Tim ahli dari perguruan tinggi akan berperan menyusun dokumen teknis revitalisasi yang sesuai dengan kebutuhan riil sekolah dalam mendukung peningkatan mutu layanan pendidikan inklusif. Selain itu, mereka juga akan berperan dalam memberikan pendampingan teknis dan administratif di SLB penerima bantuan. Dengan demikian, program revitalisasi SLB ini dapat berjalan sesuai ketentuan yang berlaku, tepat sasaran, dan akuntabel.
Direktur Politeknik Negeri Medan (Polmed), Idham Kamil, menyambut baik dan mengapresiasi kerja sama ini. Menurutnya, dengan pendekatan berbasis data dan keahlian vokasi, kerja sama ini akan memberi dampak nyata, berkelanjutan, dan menjadi model kolaborasi antarlembaga dalam mendukung pendidikan yang inklusif dan berkeadilan di Indonesia.
“Kami akan memastikan setiap langkah yang dilakukan berdampak langsung pada peningkatan mutu layanan pendidikan di satuan pendidikan SLB, baik dari sisi infrastruktur, pembelajaran, maupun manajemen kelembagaan,” kata Idham.
Nantinya, tenaga ahli dari Polmed akan terlibat dalam proses pemetaan kebutuhan, pendampingan teknis, serta pelaksanaan monitoring dan evaluasi program revitalisasi di lapangan.
Sebagai informasi, Revitalisasi SLB merupakan bagian dari Program Revitalisasi Sarana dan Prasarana Satuan Pendidikan yang Berkualitas Kemendikdasmen yang sudah diluncurkan pada 2 Mei 2025 lalu.

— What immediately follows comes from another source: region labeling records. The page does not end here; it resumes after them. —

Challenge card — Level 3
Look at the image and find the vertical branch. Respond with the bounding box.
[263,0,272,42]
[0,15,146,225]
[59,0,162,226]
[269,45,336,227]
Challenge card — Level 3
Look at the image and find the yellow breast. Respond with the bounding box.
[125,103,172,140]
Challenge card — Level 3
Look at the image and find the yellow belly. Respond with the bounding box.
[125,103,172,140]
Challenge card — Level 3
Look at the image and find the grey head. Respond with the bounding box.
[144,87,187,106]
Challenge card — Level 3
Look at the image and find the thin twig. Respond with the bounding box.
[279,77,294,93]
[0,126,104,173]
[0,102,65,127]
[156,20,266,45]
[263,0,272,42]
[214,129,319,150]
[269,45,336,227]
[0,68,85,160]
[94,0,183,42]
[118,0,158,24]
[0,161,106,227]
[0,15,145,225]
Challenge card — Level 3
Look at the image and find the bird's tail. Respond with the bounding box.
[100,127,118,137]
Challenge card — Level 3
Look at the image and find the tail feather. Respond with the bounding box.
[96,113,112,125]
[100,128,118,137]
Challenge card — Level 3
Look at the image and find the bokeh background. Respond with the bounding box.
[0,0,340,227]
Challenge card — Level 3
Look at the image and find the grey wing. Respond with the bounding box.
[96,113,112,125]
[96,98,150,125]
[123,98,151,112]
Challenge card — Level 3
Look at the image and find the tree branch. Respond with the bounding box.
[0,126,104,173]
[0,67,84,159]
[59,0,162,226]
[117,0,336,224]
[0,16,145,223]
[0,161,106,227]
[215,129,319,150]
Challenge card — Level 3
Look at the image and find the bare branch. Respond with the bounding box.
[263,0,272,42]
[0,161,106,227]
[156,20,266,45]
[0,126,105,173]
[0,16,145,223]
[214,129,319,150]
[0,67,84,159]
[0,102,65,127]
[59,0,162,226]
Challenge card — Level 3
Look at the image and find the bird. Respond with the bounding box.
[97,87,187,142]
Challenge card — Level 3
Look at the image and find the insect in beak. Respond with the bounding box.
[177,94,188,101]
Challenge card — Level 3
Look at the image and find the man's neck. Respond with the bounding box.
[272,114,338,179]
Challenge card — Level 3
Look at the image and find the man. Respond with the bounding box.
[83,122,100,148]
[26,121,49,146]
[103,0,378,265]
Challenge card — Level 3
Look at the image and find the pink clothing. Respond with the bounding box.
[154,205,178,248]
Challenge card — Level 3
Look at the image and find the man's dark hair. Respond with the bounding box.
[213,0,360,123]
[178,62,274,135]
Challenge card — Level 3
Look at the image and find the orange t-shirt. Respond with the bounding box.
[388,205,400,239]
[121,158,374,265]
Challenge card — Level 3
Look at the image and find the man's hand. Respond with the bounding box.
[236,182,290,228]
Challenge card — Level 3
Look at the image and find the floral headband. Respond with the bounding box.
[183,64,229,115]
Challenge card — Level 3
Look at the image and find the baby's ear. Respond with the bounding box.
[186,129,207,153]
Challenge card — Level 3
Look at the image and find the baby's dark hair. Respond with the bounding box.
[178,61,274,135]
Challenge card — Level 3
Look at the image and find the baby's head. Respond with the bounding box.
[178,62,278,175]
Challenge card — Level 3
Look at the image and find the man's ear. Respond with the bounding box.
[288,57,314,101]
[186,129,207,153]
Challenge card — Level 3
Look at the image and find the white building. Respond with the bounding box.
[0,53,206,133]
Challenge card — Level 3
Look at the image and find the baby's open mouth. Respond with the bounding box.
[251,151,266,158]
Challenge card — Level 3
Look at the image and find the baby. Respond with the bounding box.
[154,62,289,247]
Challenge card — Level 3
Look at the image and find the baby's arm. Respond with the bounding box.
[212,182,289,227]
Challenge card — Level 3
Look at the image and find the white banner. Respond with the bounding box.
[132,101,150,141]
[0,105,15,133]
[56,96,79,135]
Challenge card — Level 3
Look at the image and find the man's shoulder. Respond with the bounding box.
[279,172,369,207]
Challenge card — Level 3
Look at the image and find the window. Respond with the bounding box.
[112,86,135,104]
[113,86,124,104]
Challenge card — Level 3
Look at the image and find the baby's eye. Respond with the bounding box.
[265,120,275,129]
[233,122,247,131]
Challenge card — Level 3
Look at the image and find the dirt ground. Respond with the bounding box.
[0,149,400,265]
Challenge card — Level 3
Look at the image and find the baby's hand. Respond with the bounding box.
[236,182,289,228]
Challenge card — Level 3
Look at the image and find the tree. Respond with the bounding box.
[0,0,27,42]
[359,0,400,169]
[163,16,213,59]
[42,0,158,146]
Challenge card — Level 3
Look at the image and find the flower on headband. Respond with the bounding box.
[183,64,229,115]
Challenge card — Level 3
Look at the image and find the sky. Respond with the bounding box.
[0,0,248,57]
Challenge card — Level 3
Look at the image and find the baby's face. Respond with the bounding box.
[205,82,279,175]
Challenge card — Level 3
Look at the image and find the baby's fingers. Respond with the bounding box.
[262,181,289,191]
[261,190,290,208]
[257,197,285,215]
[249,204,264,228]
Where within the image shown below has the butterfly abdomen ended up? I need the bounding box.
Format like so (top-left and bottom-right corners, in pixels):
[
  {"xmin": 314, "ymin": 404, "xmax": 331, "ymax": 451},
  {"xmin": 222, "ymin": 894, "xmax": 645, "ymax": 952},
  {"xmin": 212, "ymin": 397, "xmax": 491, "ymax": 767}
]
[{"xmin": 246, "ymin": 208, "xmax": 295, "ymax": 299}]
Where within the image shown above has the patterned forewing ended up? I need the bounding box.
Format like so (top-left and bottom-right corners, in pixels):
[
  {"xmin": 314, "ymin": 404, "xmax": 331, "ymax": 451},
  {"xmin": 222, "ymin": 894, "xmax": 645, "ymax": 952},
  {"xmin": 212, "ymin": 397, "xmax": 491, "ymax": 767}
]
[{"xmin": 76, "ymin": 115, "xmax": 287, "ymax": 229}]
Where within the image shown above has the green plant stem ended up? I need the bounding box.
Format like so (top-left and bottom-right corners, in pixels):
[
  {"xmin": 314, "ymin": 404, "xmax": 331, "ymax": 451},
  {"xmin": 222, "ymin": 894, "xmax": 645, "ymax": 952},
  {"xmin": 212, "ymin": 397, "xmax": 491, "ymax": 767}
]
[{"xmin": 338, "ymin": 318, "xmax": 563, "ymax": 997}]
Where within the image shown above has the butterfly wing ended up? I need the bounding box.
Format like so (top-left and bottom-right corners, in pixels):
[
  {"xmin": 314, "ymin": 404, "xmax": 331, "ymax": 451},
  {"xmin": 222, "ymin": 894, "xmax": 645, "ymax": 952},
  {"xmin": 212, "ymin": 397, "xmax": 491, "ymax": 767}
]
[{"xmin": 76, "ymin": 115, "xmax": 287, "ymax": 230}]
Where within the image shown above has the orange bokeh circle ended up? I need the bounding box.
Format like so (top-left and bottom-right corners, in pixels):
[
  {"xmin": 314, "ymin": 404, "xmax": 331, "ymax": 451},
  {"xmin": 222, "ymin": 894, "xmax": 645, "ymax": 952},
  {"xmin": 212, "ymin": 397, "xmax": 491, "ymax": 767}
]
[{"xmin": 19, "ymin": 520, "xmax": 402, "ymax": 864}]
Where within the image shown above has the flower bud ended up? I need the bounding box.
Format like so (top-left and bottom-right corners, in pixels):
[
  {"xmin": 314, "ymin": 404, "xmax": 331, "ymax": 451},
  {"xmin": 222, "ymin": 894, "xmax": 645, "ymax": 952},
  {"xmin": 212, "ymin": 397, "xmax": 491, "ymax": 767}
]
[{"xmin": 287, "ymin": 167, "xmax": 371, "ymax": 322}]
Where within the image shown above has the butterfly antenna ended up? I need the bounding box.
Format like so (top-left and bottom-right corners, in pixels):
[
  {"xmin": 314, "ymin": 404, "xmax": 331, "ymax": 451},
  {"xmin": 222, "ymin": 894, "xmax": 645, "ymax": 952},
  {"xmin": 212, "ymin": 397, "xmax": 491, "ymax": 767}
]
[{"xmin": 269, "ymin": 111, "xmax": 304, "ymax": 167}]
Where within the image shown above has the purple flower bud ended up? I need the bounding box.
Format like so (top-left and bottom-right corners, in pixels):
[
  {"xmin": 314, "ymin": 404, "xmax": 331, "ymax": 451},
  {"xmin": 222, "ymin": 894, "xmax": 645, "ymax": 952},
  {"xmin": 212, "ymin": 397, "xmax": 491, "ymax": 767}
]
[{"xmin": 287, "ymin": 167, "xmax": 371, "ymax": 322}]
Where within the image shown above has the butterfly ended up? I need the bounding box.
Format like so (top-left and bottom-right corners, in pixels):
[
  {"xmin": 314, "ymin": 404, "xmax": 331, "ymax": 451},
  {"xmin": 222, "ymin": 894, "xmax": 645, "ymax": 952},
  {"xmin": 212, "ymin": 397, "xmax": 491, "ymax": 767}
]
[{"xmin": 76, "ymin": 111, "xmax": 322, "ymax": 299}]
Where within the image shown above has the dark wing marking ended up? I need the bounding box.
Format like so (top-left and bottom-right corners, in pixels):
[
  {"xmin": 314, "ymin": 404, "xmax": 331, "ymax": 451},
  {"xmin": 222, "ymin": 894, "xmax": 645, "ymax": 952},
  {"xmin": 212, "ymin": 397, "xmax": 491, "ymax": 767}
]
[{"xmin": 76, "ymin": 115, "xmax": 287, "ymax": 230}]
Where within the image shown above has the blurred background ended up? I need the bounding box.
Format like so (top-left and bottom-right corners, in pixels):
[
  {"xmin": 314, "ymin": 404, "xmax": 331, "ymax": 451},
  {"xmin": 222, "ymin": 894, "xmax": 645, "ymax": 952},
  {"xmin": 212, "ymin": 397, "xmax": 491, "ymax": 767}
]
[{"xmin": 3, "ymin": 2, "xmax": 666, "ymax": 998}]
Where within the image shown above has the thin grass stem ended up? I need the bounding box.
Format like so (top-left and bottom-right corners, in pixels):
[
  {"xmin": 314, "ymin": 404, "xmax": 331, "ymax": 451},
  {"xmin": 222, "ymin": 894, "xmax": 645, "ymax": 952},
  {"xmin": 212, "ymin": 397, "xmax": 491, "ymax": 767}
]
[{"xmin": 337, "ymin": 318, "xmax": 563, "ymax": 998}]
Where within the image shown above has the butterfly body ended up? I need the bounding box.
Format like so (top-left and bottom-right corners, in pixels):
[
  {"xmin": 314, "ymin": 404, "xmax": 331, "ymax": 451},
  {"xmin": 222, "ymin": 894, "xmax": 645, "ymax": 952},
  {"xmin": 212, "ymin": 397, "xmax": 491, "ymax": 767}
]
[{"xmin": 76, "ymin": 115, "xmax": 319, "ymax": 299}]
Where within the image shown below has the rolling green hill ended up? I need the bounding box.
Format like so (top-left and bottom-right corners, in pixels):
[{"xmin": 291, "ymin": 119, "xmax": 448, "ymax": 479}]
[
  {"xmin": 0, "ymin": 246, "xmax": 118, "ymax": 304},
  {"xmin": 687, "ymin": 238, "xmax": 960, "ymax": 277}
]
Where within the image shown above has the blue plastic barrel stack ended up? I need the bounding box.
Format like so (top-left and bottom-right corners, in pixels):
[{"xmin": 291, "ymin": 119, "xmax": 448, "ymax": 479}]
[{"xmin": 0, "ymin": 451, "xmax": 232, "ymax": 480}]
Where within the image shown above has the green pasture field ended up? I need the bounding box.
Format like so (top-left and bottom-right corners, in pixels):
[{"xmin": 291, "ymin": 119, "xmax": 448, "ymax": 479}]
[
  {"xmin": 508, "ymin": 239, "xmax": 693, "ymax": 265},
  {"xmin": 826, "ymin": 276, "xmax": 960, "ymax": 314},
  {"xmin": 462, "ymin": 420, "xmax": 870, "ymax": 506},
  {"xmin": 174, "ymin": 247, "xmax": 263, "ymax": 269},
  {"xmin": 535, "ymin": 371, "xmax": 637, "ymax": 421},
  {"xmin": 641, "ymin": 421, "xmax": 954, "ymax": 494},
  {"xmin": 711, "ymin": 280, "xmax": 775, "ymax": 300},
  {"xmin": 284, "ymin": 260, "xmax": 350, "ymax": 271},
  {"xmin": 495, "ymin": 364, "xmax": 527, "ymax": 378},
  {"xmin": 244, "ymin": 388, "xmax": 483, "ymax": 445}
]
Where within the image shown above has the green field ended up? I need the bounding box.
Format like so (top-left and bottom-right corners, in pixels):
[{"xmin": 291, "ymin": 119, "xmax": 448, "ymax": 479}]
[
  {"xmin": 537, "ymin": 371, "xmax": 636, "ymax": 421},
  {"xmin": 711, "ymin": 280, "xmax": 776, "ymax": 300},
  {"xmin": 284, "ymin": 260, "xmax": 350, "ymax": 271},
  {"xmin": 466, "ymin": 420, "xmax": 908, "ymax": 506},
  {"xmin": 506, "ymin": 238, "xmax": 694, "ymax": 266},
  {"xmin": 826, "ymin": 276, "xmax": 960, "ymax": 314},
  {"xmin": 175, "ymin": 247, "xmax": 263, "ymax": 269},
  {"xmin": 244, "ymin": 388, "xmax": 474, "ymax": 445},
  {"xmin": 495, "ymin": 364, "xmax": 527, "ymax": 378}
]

Program ini akan menyasar 155 SLB di seluruh Indonesia dengan pembangunan sarana dan prasarana untuk mendukung kegiatan pembelajaran anak berkebutuhan khusus (ABK), pembangunan ruang pembelajaran khusus seperti ruang bina wicara yang ditujukan untuk pembelajaran bagi anak tunarungu yang dilengkapi dengan peralatan untuk mendukung terapi wicara bagi peserta didik. Program ini dilakukan secara swakelola dengan melibatkan partisipasi masyarakat.